Deadline: 
11 October 2006
Institution: 
General Electric Global Research Center, Niskayuna, NY 12309, USA
Speaker: 
Piero Bonissone

We propose the use of local fuzzy models, which are related to kernel-based regressions, continuous Case-based reasoning, and locally weighted learning, to determine the remaining life of a unit in a fleet of vehicles. Instead of developing individual models (based on the track history of each unit) or developing a global model (based on the collective track history of the fleet), we look for clusters of peers, similar units with comparable utilization and performance. For each cluster of peer we create a local fuzzy model. We combine the fuzzy peer-based approach for performance modeling with an evolutionary framework for model maintenance. Our process generates a collection of competing models based on different feature subsets, evaluates their performance in light of currently available data, refines the best models using evolutionary search, and after a finite number of iterations, selects the best one. This process is repeated periodically to automatically produce updated and improved versions of the model. To illustrate this methodology we chose an asset selection problem: given a fleet of industrial vehicles (diesel electric locomotives), we want to select the best subset (of fixed or variable size) for mission-critical utilization.
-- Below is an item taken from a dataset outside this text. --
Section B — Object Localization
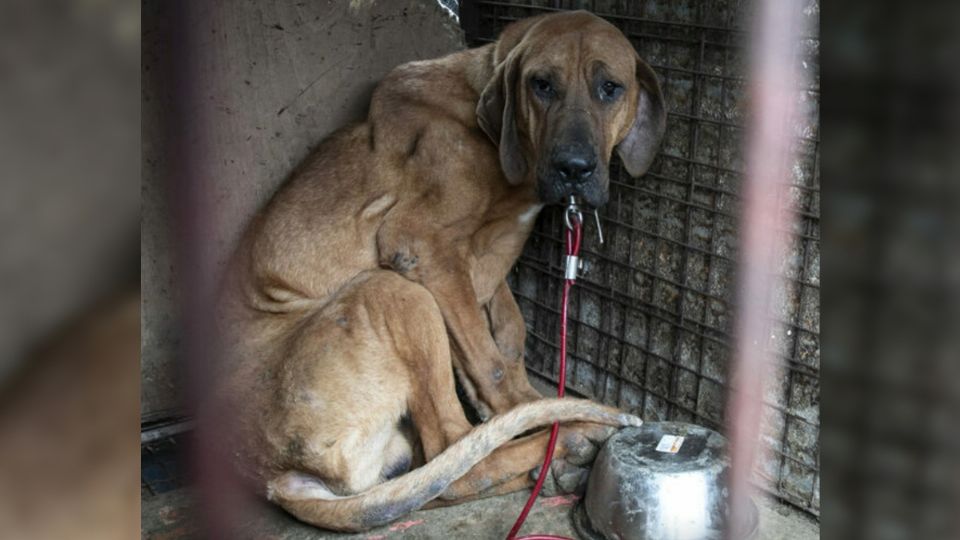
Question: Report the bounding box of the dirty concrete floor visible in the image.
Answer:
[141,489,820,540]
To this end, we predict the remaining life for each unit in the fleet. We then sort the fleet using this prediction and select the highest ranked units. The model chosen to perform this prediction/selection task is a fuzzy instance based model. A series of experiments using data from locomotive operations were conducted and the results from an initial validation exercise are presented. The approach of constructing local predictive models using fuzzy similarity with neighboring points along appropriate dimensions is not specific to any asset type and may be applied to any problem where the premise of historical similarity along chosen dimensions implies similarity in future behavior.